中文互联网上关于「白左」的讨论从来不少——要么激烈批判,要么坚定捍卫,双方都在假设它的内容输赢决定社会的走向。但一个更根本的问题很少有人问:白左是一种独立的政治动力,还是某种更古老力量换上的最新一套外衣?

「美国大选地理」系列视频的四期节目,恰好以马萨诸塞为切片,给出了一个令人不安的回答。如果把清教神权、联邦党人、洛克菲勒共和党、白左进步主义放在一条时间线上,会看到一幅完全不同的图景:马萨诸塞的权力结构三百年未变,变的只是它穿的那件外衣。

不变的内核:精英主导、民众推波

从17世纪到今天,马萨诸塞的权力结构一直保持着高度稳定的三层格局。最上层是盎撒老钱——"波士顿婆罗门"及其衍生的技术精英群体,控制着主要的经济资源和政治通道。中间层是高度流动的摇摆选民,每当经济风向变化,就推动政治议程的转向。最下层是狂热的、受意识形态驱动的民众,他们的能量可以被精英阶层吸纳利用,却从未真正改变权力分配。
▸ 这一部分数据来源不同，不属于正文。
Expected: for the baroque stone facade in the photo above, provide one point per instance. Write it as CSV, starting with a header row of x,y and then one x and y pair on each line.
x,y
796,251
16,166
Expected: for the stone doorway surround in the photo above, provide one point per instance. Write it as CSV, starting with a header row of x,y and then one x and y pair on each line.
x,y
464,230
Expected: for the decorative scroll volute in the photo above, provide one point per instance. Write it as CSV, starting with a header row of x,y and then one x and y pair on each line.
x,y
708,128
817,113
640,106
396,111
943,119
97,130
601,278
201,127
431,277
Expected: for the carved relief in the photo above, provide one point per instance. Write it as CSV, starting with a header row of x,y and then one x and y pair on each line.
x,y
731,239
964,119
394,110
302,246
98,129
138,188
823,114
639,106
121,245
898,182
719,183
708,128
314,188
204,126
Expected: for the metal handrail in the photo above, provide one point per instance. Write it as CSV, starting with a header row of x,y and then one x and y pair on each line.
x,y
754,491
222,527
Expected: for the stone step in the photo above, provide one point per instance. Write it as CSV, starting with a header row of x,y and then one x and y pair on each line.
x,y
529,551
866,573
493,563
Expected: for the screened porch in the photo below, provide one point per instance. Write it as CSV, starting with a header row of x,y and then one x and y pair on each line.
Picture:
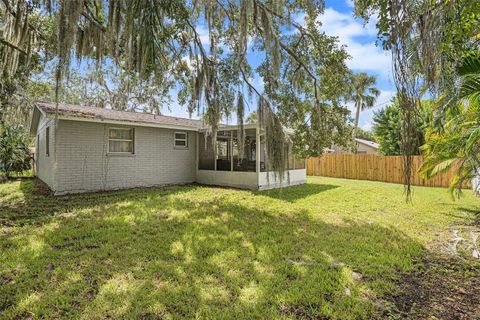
x,y
223,163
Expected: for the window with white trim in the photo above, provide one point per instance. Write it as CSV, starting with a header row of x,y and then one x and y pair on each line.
x,y
121,140
181,140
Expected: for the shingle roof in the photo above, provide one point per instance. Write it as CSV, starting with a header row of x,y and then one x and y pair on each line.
x,y
94,113
368,143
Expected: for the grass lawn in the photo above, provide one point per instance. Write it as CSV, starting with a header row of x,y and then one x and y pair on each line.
x,y
332,248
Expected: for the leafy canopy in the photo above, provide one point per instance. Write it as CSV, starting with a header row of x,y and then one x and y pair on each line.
x,y
202,48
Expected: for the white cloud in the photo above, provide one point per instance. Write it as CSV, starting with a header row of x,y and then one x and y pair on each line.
x,y
350,3
360,42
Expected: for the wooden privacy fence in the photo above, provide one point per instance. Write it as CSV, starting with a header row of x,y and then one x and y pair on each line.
x,y
371,167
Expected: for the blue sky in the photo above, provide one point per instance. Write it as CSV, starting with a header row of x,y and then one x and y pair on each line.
x,y
360,39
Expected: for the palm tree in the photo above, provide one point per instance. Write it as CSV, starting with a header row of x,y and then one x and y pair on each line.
x,y
457,144
364,94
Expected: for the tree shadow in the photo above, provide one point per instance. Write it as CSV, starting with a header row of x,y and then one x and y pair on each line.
x,y
298,192
186,252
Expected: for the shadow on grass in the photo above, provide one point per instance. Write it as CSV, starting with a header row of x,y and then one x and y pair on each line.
x,y
295,193
186,252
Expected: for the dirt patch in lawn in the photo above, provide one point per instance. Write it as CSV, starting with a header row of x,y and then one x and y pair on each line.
x,y
444,288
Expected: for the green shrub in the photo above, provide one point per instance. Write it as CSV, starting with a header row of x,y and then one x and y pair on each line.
x,y
14,153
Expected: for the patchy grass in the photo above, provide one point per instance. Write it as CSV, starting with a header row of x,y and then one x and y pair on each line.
x,y
332,248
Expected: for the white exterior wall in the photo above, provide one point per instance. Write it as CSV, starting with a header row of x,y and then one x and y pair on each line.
x,y
292,177
45,165
83,162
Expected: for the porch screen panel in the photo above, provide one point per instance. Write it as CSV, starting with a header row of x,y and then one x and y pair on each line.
x,y
248,162
223,154
206,159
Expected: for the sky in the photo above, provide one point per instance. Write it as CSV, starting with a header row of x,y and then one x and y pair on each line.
x,y
360,40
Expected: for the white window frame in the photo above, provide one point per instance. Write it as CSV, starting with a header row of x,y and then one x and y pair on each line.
x,y
113,139
185,139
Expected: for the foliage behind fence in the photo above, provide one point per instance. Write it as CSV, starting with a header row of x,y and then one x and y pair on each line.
x,y
371,167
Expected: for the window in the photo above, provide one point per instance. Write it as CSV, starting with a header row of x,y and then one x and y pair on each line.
x,y
181,139
120,140
47,141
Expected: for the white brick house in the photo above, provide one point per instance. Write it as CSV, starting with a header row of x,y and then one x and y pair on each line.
x,y
83,149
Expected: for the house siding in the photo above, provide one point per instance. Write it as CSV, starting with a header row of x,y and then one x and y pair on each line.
x,y
85,165
45,164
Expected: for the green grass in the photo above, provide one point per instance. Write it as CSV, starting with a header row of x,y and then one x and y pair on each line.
x,y
204,252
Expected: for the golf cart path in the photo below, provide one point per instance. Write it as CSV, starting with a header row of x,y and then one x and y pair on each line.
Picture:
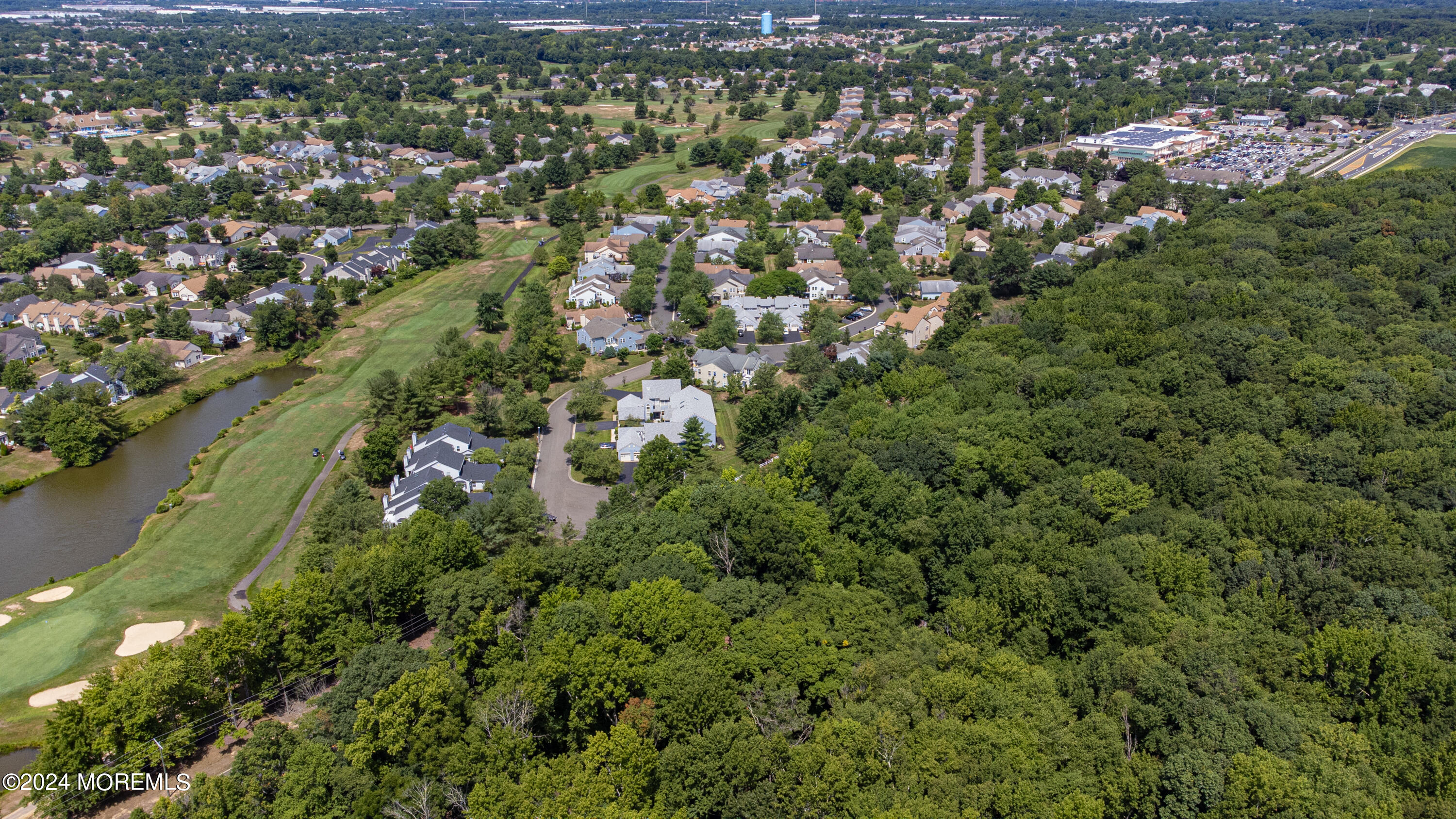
x,y
238,598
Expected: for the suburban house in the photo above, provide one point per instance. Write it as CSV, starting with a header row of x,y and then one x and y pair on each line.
x,y
334,236
187,354
445,451
860,351
750,309
404,235
918,324
979,241
728,283
664,407
827,287
715,366
367,267
596,290
612,248
220,334
191,290
280,293
236,232
602,334
271,238
196,257
73,262
94,375
935,287
583,318
153,284
1044,177
1033,217
54,316
723,239
11,311
605,267
21,343
229,313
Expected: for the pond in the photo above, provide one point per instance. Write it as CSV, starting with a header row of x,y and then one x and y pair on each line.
x,y
81,517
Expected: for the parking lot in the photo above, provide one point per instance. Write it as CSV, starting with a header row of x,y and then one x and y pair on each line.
x,y
1260,161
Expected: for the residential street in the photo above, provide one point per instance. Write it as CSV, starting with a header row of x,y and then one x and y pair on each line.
x,y
662,315
979,162
565,498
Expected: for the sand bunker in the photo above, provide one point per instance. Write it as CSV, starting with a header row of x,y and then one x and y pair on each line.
x,y
51,595
62,694
143,635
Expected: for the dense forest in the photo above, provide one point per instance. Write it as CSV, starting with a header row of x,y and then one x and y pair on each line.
x,y
1173,539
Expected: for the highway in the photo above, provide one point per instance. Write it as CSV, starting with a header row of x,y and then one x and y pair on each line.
x,y
1385,146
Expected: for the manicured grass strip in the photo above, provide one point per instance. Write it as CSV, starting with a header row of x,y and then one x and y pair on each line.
x,y
241,499
1436,152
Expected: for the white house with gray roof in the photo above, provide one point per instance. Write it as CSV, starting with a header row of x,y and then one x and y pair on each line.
x,y
664,407
714,367
749,311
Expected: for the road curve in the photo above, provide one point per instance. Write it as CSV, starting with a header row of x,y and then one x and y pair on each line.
x,y
238,598
565,498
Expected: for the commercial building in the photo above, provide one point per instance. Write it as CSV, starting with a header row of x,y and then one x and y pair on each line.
x,y
1148,142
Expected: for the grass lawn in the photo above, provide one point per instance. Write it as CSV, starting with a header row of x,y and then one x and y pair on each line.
x,y
1388,62
663,169
235,363
1436,152
139,413
25,464
728,431
245,491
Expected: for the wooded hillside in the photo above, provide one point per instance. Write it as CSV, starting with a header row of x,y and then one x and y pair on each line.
x,y
1177,540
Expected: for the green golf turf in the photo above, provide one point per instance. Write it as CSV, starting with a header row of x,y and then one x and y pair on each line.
x,y
245,492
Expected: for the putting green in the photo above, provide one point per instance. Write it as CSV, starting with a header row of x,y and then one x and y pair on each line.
x,y
1436,152
242,496
43,646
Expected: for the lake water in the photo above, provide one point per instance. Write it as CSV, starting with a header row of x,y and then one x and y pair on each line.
x,y
12,763
81,517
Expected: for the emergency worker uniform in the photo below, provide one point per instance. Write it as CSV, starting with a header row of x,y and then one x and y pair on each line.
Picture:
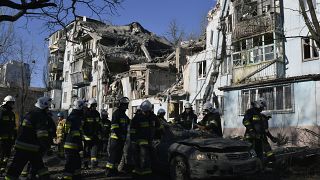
x,y
7,134
32,140
142,131
212,123
257,132
73,145
91,132
61,136
105,133
186,120
119,129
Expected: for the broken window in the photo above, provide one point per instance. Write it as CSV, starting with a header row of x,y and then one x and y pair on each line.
x,y
202,71
310,50
66,76
278,98
68,55
254,50
211,37
247,10
65,96
229,24
95,66
94,91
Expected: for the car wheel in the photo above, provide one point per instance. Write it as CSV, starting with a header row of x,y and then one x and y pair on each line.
x,y
179,169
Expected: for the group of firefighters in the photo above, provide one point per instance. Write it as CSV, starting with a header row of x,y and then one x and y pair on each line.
x,y
85,132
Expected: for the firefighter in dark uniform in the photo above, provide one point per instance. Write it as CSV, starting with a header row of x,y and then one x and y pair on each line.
x,y
211,121
73,142
257,131
32,140
142,131
106,126
160,123
91,132
119,129
30,172
187,119
7,130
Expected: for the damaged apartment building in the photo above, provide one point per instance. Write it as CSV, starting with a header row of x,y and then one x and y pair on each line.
x,y
257,48
91,59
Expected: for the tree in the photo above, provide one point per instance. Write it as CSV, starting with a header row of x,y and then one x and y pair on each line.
x,y
175,33
311,19
55,12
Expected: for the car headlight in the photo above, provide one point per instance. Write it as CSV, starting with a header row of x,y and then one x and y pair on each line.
x,y
253,153
206,156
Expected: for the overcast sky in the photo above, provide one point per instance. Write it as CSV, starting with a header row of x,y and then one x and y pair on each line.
x,y
154,15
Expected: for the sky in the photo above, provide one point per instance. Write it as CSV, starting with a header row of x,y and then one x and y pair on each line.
x,y
154,15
凡是在这个系统里成功的马萨诸塞政客,都有一个共同特征:他们是"见风使舵的摇摆人"。从约翰·亚当斯到伊丽莎白·沃伦,从丹尼尔·韦伯斯特到米特·罗姆尼——不执着于某一套意识形态教条,而是精准识别什么才是当前条件下能够赢得大众支持的包装话语,然后穿上它、站上台。

不断地换装:清教神权到白左进步主义

时代 包装话语 内在逻辑
17-18 世纪 清教神权——"山巅之城" 宗教虔诚证明统治资格。越成功越虔诚,越虔诚越有权统治。波士顿婆罗门的起源就在这个阶段形成——来自英国的清教徒士绅家族用信仰构建了最初的权力架构。
建国后-19 世纪初 联邦党人——"整体之善" 精英应该拧成一股绳,抵抗民粹和公民协会的冲击。汉密尔顿式的精英共和国理念在此找到最忠实的践行者。
19 世纪末-20 世纪中 洛克菲勒共和党——"精英的责任心" 制造业社会的稳定主义:政治要稳定,经济要稳定。波士顿婆罗门在此阶段达到了权力的顶峰,被称为"美国最接近贵族的存在"。
当代 白左进步主义——"集体进步、道德共同体" 气候变化、社区抚养、免费学院、庇护难民。当制造业外迁、金融和信息产业成为新经济基础后,"精英的责任心"话语过时了——新的外衣是进步主义的道德共同体叙事。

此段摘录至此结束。